Cloud computing in and of itself is not a strategy. I know this has been said, but it bears repeating. If your cloud strategy is “we will use the public cloud to do what we are doing today”, then you will fail. Cloud is not about just moving stuff to someone else’s location. Cloud is about embracing our past faults in IT and in business and approaching things in a new way.
One of the best things to happen since the word cloud started getting thrown around, is the discussion between business and technical staff about using “the cloud”. For much too long we have been separating IT from the business and just accepting either that IT just is, or that the business just tells us what to do. Your view depended on which side you were on. But now, we are seeing discussions about this thing called cloud and it is bringing the business down to IT to ask how they can leverage this to do business better. Unfortunately this discussion is often not productive because neither side has taken the time to define their goals.
The pieces missing from that discussion are the heart of a cloud strategy. Hashing out what value has not been received by traditional IT, and hashing out ways to break down the walls of separation so that everyone is heard and business growth is achieved through any investment, this is a cloud strategy. This doesn’t mean we need group hugs and unicorn costumes, but it does mean real conversation about what is and is not working, and where to start adding “cloud” to help the business achieve growth.
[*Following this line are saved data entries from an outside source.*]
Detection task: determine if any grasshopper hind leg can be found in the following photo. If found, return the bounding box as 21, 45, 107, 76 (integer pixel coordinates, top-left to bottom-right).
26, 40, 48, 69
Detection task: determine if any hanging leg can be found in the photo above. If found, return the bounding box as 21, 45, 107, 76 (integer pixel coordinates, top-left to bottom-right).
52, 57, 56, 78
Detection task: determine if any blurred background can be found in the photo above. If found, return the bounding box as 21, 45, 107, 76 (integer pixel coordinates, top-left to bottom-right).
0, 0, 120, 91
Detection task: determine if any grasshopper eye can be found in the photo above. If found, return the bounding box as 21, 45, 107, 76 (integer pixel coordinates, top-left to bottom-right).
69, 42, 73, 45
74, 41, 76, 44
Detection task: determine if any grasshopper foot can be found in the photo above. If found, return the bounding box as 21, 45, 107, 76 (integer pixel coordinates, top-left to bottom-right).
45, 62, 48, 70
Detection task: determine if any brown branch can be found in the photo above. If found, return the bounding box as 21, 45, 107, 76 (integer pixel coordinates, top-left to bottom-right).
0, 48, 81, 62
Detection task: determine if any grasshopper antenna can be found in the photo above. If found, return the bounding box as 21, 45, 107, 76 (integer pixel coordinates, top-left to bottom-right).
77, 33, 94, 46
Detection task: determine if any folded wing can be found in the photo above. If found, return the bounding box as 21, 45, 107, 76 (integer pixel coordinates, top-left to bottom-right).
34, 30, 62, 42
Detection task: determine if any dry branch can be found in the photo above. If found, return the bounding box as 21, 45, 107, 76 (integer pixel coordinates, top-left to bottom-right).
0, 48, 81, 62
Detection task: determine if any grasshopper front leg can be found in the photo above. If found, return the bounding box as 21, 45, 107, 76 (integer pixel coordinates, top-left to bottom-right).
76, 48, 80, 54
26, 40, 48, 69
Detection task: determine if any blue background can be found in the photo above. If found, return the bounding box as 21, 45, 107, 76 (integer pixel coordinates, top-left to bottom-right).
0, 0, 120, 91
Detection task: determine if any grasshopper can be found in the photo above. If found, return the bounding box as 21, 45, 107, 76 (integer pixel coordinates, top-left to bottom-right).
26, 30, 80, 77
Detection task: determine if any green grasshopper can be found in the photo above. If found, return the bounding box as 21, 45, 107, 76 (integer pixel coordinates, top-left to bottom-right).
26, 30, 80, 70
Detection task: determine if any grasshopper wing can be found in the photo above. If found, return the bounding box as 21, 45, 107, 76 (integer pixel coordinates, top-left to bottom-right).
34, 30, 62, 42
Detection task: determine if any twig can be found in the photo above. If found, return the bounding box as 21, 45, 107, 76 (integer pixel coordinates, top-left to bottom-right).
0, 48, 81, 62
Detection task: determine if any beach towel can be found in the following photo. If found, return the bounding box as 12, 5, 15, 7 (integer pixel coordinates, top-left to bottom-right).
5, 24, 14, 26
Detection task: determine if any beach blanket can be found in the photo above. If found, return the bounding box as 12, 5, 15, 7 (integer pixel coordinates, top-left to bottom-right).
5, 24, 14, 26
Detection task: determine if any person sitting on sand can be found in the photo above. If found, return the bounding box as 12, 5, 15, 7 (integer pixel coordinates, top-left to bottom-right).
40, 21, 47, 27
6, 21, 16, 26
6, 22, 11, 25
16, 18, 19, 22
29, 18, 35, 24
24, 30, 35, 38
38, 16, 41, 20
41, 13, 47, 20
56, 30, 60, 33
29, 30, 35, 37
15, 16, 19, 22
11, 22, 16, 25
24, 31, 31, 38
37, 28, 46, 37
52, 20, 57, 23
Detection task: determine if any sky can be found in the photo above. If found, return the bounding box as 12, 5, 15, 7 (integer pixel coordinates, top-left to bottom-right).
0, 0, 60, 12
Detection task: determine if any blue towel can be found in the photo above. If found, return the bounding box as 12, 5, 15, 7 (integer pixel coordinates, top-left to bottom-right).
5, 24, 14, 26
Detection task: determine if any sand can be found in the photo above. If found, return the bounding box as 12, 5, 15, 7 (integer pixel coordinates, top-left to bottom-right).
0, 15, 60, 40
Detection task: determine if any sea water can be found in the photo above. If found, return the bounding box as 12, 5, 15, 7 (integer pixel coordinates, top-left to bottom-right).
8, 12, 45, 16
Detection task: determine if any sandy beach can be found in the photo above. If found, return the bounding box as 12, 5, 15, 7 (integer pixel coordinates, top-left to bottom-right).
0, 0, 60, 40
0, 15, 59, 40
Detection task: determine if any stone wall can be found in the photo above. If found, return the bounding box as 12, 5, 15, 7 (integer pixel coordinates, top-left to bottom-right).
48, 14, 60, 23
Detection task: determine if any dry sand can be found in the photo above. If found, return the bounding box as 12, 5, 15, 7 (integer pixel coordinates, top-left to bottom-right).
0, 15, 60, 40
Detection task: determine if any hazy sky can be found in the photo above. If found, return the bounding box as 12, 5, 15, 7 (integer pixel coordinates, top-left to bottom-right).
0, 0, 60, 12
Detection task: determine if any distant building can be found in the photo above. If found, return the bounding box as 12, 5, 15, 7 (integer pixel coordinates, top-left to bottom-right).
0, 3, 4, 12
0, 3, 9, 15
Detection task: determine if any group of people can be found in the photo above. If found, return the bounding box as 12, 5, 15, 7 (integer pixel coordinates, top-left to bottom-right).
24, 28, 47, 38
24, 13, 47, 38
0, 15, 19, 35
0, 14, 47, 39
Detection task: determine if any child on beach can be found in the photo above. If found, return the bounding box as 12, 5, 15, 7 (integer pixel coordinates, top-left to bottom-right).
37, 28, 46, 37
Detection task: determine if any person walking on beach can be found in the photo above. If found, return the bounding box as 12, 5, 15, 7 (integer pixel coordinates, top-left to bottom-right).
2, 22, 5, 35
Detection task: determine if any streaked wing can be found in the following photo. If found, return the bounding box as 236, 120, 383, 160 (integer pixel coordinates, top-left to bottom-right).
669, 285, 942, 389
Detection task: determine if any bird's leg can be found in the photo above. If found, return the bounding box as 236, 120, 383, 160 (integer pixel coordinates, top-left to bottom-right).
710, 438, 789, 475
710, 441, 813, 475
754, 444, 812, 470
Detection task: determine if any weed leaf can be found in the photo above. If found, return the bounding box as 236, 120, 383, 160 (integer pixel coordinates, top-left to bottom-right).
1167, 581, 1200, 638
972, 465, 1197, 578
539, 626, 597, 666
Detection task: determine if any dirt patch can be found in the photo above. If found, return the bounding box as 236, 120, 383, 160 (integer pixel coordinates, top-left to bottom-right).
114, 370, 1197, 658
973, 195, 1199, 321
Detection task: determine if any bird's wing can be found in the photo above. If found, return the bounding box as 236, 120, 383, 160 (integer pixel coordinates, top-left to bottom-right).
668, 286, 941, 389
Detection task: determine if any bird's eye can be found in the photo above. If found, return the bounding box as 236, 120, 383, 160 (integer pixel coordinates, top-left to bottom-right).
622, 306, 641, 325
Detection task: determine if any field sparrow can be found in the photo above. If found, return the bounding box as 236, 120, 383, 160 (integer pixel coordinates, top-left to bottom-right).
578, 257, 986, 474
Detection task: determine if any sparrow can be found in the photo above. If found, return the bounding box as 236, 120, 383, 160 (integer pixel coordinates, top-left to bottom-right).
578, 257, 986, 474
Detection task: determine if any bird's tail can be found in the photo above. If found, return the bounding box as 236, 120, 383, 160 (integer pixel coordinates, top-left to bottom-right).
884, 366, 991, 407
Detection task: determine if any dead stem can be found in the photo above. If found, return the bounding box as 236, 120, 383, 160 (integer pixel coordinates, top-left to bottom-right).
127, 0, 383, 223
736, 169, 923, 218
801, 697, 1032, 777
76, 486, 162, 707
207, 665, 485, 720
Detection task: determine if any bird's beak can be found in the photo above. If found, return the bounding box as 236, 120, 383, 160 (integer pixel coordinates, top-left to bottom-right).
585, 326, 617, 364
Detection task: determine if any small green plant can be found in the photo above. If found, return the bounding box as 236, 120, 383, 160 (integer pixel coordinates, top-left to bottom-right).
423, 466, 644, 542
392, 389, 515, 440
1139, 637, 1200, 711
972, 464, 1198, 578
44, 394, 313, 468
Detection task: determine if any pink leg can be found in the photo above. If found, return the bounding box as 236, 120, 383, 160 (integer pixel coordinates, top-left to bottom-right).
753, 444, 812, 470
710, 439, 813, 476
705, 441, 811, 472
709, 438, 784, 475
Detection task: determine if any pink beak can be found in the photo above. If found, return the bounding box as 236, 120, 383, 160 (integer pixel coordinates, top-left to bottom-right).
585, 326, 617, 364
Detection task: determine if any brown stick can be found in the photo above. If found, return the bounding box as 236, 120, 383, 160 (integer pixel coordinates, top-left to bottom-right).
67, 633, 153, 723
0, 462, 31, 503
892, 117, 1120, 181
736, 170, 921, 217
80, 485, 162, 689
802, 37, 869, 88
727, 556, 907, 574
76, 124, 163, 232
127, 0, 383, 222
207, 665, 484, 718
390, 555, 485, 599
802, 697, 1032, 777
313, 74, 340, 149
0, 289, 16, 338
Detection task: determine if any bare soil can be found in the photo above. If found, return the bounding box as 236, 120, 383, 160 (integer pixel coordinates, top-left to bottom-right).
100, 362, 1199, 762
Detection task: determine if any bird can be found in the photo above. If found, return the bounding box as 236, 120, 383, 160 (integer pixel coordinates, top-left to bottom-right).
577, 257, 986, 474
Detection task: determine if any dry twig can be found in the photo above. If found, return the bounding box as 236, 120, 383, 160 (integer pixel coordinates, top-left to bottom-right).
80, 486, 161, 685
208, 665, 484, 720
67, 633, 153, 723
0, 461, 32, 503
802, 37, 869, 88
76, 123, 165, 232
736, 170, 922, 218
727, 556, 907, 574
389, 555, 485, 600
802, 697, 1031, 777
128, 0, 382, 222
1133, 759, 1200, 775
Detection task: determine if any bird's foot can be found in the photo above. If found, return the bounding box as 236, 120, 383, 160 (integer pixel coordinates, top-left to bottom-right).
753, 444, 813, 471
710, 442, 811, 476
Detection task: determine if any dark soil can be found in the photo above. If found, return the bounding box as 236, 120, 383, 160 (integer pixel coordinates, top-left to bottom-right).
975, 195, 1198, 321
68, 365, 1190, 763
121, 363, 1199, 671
Growth comes in many different forms. It might be that using the cloud to build a new mobile application helps bring in hundreds or thousands of new customers, but it might also be that brining cloud practices to existing systems will increase availability and produce lower overall costs of doing business. I like this quote from Ms. Scott in a Gartner article on Cloud Strategy, “Using cloud services is not enough. It’s the way you use cloud services that matters”. [source]
That use comes from your strategy. The strategy must entail purposeful use of what you have, what you want, and what you will build. In application design, stepping back and thinking about practices that will help make the application more flexible and easy to maintain down the road. There are many different technologies and practices that will help here. Things like containers, micro-services, PaaS, and others. But we need to be purposeful in using those things, sharing a vision across teams of what we want to accomplish and why it is important to do things right from the start.
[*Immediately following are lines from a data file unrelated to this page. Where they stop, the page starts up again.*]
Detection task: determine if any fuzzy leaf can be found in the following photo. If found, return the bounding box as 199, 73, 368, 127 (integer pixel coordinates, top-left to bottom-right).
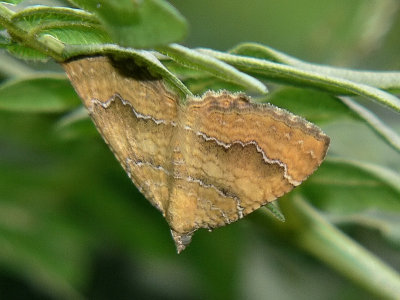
158, 58, 246, 94
158, 44, 267, 94
198, 48, 400, 114
230, 43, 400, 92
11, 6, 100, 31
10, 6, 110, 46
36, 23, 111, 45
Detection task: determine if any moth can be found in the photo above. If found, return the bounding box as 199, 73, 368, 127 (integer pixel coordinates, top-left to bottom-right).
63, 56, 329, 252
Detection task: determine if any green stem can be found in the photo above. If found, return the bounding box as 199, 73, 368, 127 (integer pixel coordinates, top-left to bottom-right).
277, 194, 400, 299
0, 3, 64, 61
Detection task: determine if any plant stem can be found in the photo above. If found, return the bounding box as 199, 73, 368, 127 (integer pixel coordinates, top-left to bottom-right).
0, 3, 64, 61
277, 194, 400, 299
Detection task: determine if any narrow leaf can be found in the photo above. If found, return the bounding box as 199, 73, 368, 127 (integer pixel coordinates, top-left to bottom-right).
231, 43, 400, 91
158, 58, 247, 94
304, 157, 400, 246
198, 48, 400, 113
157, 44, 267, 94
303, 157, 400, 214
326, 157, 400, 195
264, 202, 285, 222
339, 96, 400, 154
328, 210, 400, 246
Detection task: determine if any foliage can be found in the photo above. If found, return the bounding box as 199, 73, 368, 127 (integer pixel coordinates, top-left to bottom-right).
0, 0, 400, 299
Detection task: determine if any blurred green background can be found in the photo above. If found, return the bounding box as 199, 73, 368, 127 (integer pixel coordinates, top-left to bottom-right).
1, 0, 400, 299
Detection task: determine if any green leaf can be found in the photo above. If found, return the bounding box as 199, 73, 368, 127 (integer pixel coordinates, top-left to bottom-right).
157, 44, 267, 94
298, 155, 400, 246
0, 75, 81, 112
197, 48, 400, 114
10, 6, 110, 46
266, 87, 357, 124
0, 3, 65, 61
330, 157, 400, 195
230, 43, 400, 92
158, 58, 247, 94
6, 42, 49, 60
35, 23, 111, 45
302, 158, 400, 214
339, 97, 400, 154
158, 56, 209, 79
264, 202, 285, 222
67, 0, 187, 48
11, 6, 100, 31
328, 210, 400, 246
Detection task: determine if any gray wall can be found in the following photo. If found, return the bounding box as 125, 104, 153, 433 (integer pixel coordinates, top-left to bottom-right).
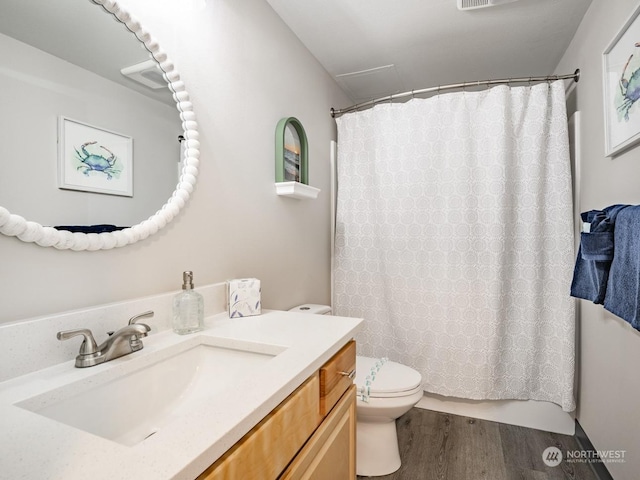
556, 1, 640, 479
0, 0, 350, 324
0, 32, 180, 227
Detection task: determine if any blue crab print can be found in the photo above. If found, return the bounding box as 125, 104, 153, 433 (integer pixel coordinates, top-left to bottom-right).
74, 141, 121, 179
617, 42, 640, 122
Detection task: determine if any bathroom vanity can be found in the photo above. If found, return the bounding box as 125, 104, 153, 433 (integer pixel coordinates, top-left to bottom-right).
198, 340, 356, 479
0, 306, 362, 479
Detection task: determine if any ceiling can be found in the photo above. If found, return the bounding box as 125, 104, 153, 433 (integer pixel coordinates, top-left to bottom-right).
266, 0, 593, 107
0, 0, 174, 106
The strategy doesn’t just apply to application development, but also in traditional systems. How will we test, deploy, and secure our traditional systems using Cloud technologies and practices? Again, we need to consider what we desire to accomplish and then work in technologies and practices that will help us achieve our goals with things like DevOps, Infrastructure-as-Code, configuration management and logging. There are so many things here that a strategy is necessary to guard our investments both in time and money.
So, what is a Cloud Strategy? It isn’t “we will use the cloud”, but instead it is defining why we will use the cloud, what we will achieve by using the cloud, and how we will measure our success.